Homeland Security and Emergency Management Commissioner Joe Kelly said the state response continues, and the public dashboard is being continually updated with the latest data online. Kelly added they are continuing to work to acquire PPE for first responders. The focus remains on weather this week as well, with water levels in Oslo coming down. The National Guard has been helping with flooding but could be recalled Friday or Saturday if the situation is under control.
Department of Employment and Economic Development (DEED) Commissioner Steve Grove said the amount of unemployment insurance (UI) applications have now doubled 2019’s amount (451,790). Grove said 14% of the state’s labor force has applied for UI application benefits, with 45% men and 55% women. People of color continue to be more affected by layoffs amid the pandemic, Grove noted.
A pandemic unemployment insurance program (PUA) is being set up actively, as Grove tweeted out more information on it earlier Tuesday.

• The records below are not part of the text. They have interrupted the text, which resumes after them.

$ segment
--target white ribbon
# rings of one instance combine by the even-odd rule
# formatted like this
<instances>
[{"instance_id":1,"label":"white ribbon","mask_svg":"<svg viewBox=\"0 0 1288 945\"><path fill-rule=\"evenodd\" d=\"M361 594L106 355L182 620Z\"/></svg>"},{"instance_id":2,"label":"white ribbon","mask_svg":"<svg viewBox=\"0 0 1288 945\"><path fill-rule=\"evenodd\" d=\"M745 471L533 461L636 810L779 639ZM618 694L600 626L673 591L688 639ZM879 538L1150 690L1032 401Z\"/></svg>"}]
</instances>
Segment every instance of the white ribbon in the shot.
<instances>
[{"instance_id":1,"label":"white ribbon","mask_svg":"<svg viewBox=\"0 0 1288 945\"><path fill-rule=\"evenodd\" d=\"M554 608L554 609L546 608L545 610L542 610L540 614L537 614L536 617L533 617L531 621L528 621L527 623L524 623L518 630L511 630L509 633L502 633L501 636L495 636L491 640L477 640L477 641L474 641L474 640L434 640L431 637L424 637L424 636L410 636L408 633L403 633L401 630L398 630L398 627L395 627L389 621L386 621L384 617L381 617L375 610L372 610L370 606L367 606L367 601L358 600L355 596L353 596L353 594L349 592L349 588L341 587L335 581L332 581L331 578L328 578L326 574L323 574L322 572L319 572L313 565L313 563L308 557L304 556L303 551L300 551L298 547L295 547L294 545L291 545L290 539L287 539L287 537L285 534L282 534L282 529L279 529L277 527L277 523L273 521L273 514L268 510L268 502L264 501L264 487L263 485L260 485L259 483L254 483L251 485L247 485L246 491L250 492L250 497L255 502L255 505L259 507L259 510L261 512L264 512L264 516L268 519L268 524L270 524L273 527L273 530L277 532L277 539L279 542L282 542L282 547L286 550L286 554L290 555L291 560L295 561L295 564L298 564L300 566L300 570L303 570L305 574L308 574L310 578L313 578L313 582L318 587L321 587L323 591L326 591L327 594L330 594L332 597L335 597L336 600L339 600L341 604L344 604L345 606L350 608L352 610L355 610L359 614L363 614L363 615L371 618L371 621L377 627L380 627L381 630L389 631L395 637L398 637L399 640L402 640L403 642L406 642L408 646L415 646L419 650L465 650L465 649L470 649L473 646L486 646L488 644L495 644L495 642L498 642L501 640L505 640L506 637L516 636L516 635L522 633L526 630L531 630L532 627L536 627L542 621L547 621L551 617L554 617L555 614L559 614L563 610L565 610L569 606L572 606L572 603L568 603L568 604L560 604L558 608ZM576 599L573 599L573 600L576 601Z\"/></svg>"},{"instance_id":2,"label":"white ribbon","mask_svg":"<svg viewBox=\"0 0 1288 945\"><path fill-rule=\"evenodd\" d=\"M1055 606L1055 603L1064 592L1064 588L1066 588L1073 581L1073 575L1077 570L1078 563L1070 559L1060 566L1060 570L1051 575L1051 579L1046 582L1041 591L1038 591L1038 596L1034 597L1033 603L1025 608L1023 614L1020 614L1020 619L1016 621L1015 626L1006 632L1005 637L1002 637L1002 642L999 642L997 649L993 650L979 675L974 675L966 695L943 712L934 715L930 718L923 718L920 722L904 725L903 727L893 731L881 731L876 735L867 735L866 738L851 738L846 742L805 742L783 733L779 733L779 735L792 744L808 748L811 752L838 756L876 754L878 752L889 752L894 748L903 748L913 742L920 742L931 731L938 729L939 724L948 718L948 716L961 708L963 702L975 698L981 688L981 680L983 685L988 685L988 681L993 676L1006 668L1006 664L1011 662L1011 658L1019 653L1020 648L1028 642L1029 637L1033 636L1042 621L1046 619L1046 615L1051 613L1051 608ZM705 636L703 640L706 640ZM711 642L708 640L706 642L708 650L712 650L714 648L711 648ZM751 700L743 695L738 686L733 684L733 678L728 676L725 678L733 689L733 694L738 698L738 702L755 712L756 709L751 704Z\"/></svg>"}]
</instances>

Last wk, MN became the 1st state in the nation to implement the $600/wk federal "top-off" to unemployment insurance (UI) from the CARES act.— Steve Grove (@grove) April 14, 2020
Next step is to expand UI to cover self-employed. I want to share what that entails, as we’re getting lots of good questions here. 1/9
The program is essentially a brand new program being created, as it shows differences between the normal system Minnesota has in place. No state has yet paid any self-employed workers at this time. Grove urged Minnesotans who are self-employed to apply as soon as they can so when the system is up and working, the state can then reach out to applicants and get them benefits. The program is expected to be up and running by the end of the month.
DEED, MDH and the Department of Labor are continuing to work to adopt protocols for re-entry into work for businesses. Grove said they are getting many ideas and working with businesses to do so.
"The last thing we want to do is extend this pandemic by reopening things too quickly and more people getting sick," Grove said.
Grove and Walz pointed to a Sioux Falls, South Dakota plant was impacted by the COVID-19 pandemic, and over half of the state’s positive tests have come from the food plant.
Smithfield Foods closed its facility until further notice on Sunday. According to the state, 438 confirmed cases have come from the plant. Walz mentioned he is worried about sending workers back too soon for that reason. If it were to happen in Minnesota however, Malcolm noted the state is ready for a response of that degree.
Walz said he has also spoken with agriculture groups and food and commercial workers to discuss current issues and how to help them.
Walz added that testing will ultimately decide the fate of businesses opening up, as the goal remains to test at least 5,000 people a day.
"The virus will dictate what it’s going to do but it doesn’t have to control us," he said.